For EZKL, quantization happens automatically during calibrate-settings — important to verify accuracy after quantization, losses > 1% are typically unacceptable for financial models.

Model Storage and Verifiability

Key question: how does the on-chain contract know inference was executed on the correct model, not a substitute? Solutions:

Model commitment — hash of model weights stored on-chain. Inference node proves (via ZK or TEE signature) that it used the model with this hash.

IPFS/Filecoin for weights — model CID is fixed on-chain. Anyone can download and verify.

contract ModelRegistry {
    struct Model {
        bytes32 weightsHash;    // keccak256 of weights in ONNX
        string ipfsCID;         // for download
        address owner;
        bool isPublic;
    }
    
    mapping(bytes32 => Model) public models;
    
    function registerModel(
        bytes32 modelId,
        bytes32 weightsHash,
        string calldata ipfsCID
    ) external {
        models[modelId] = Model(weightsHash, ipfsCID, msg.sender, true);
    }
}

Where This is Being Used Now

DeFi risk scoring — on-chain credit scoring based on on-chain activity. Small models (logistic regression, XGBoost) fit well in zkML.

Generative NFTs — NFT attributes determined by ML model, result is verifiable. Models in 1–10M parameter range, tolerable proof time.

Autonomous agents — AI agent manages on-chain positions. Here zkML is still impractical for LLM-agents, TEE or optimistic approach is used.
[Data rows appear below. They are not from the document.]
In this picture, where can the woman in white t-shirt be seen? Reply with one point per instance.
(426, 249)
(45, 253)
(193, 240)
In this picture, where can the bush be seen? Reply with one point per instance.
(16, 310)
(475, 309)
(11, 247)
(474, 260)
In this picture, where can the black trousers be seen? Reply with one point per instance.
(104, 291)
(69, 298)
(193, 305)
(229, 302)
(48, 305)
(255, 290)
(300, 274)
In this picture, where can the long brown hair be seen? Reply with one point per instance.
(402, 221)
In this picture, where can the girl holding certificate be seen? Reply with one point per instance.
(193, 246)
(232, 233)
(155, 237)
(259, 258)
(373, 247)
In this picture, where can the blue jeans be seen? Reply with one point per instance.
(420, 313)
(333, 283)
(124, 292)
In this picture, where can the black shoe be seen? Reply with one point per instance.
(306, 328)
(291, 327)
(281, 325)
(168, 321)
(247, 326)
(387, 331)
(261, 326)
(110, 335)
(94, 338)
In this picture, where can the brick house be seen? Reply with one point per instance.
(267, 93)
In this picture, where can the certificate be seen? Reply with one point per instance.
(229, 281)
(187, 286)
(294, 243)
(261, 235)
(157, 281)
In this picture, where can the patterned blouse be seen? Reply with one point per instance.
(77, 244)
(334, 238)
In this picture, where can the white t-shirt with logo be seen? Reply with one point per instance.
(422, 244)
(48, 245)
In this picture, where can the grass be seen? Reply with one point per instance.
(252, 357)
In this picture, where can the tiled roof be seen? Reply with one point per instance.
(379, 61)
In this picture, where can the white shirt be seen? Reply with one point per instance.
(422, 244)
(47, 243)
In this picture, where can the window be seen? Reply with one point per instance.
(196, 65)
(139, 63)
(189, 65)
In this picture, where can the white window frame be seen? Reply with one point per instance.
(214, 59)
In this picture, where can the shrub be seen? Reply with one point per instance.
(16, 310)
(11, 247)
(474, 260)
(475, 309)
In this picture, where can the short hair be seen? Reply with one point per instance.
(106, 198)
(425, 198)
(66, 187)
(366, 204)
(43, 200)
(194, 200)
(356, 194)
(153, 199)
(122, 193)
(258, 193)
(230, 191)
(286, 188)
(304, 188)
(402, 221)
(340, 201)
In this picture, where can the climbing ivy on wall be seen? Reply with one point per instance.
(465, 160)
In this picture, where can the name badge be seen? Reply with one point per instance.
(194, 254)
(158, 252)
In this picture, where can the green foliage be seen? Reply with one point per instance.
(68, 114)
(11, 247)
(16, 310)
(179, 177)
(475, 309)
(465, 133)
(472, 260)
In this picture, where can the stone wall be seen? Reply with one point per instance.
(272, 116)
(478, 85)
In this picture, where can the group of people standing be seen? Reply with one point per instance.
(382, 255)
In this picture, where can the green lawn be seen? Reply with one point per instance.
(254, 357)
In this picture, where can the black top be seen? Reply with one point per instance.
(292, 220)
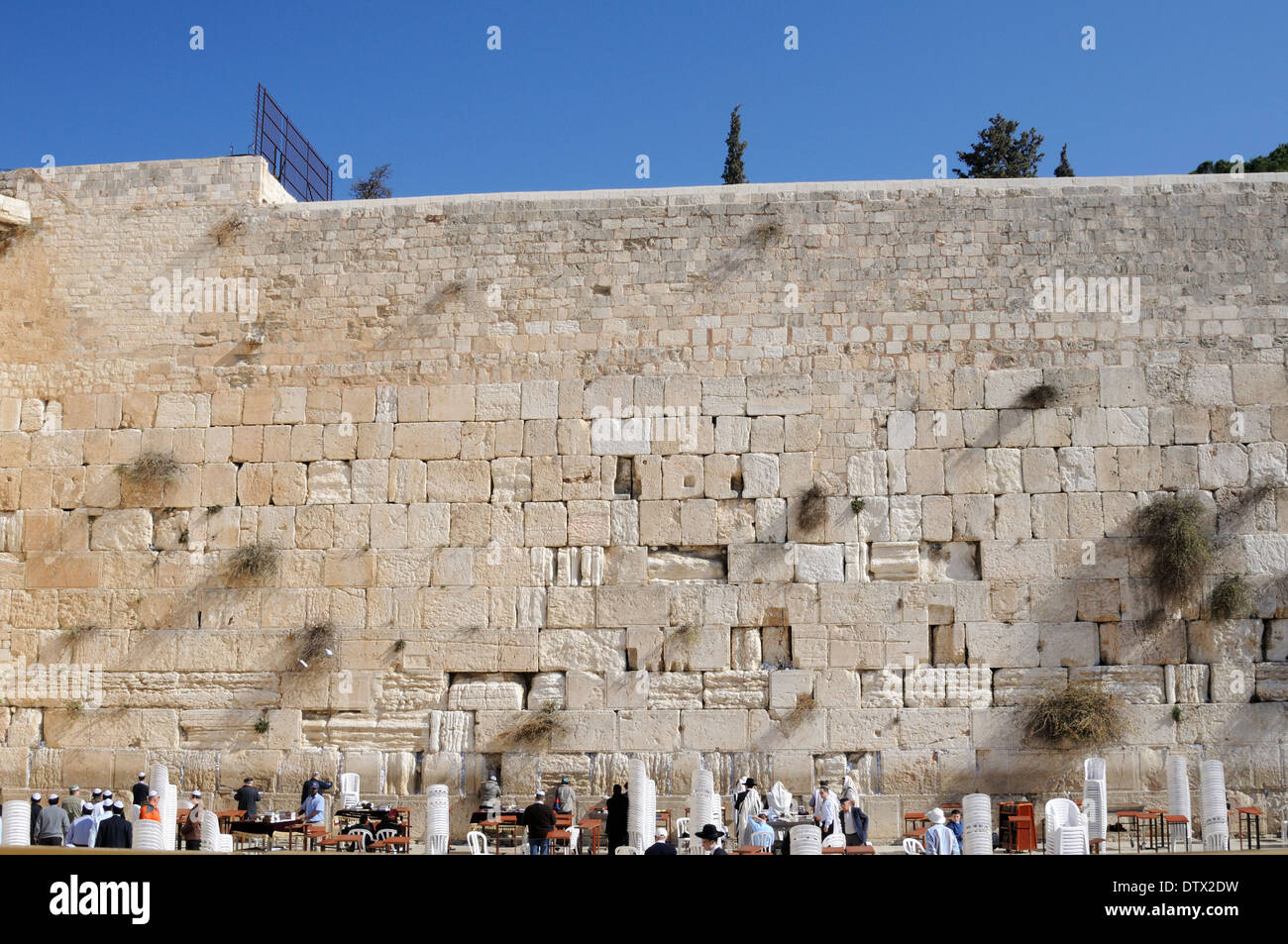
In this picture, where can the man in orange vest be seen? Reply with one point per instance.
(151, 809)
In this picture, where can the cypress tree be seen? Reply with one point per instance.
(1064, 168)
(733, 172)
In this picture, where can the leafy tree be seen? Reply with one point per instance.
(374, 185)
(733, 172)
(1276, 161)
(1000, 154)
(1064, 168)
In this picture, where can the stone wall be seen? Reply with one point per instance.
(603, 450)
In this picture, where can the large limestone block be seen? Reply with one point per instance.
(121, 531)
(1128, 684)
(1003, 646)
(735, 689)
(1068, 644)
(597, 651)
(778, 394)
(1013, 686)
(1225, 642)
(715, 729)
(894, 561)
(484, 691)
(1273, 682)
(648, 730)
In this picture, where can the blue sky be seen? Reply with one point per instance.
(579, 89)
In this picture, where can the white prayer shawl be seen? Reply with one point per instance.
(780, 800)
(827, 811)
(751, 805)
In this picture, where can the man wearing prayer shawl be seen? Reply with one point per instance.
(747, 809)
(939, 839)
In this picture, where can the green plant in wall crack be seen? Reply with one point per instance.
(811, 510)
(1231, 599)
(253, 562)
(1175, 535)
(150, 469)
(1080, 713)
(1041, 397)
(536, 725)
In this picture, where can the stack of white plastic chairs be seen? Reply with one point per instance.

On-chain fraud detection — every swap passes through fraud scoring, result affects fee tier or availability. Logistic regression — ideal candidate for zkML.

Development Stages

Phase 1 — Model selection & quantization (2–3 weeks). Select model architecture to suit zkML constraints, train, quantize, verify accuracy. Often the most painful stage — model must be simplified.

Phase 2 — Circuit compilation (1–2 weeks). Compile ONNX → Halo2 circuit via EZKL, calibrate settings, measure proof time and proof size.

Phase 3 — On-chain verifier (1–2 weeks). Deploy Solidity verifier, develop oracle interface, test end-to-end flow.

Phase 4 — Infrastructure (2–3 weeks). Inference nodes (GPU), proof generation pipeline, monitoring, fallback mechanisms.

Phase 5 — Integration (1–2 weeks). Integration into requesting contract, testnet testing, gas optimization for verification.

Total: 7–12 weeks to production. Main unknown factor: how well the specific model can be quantized without quality loss.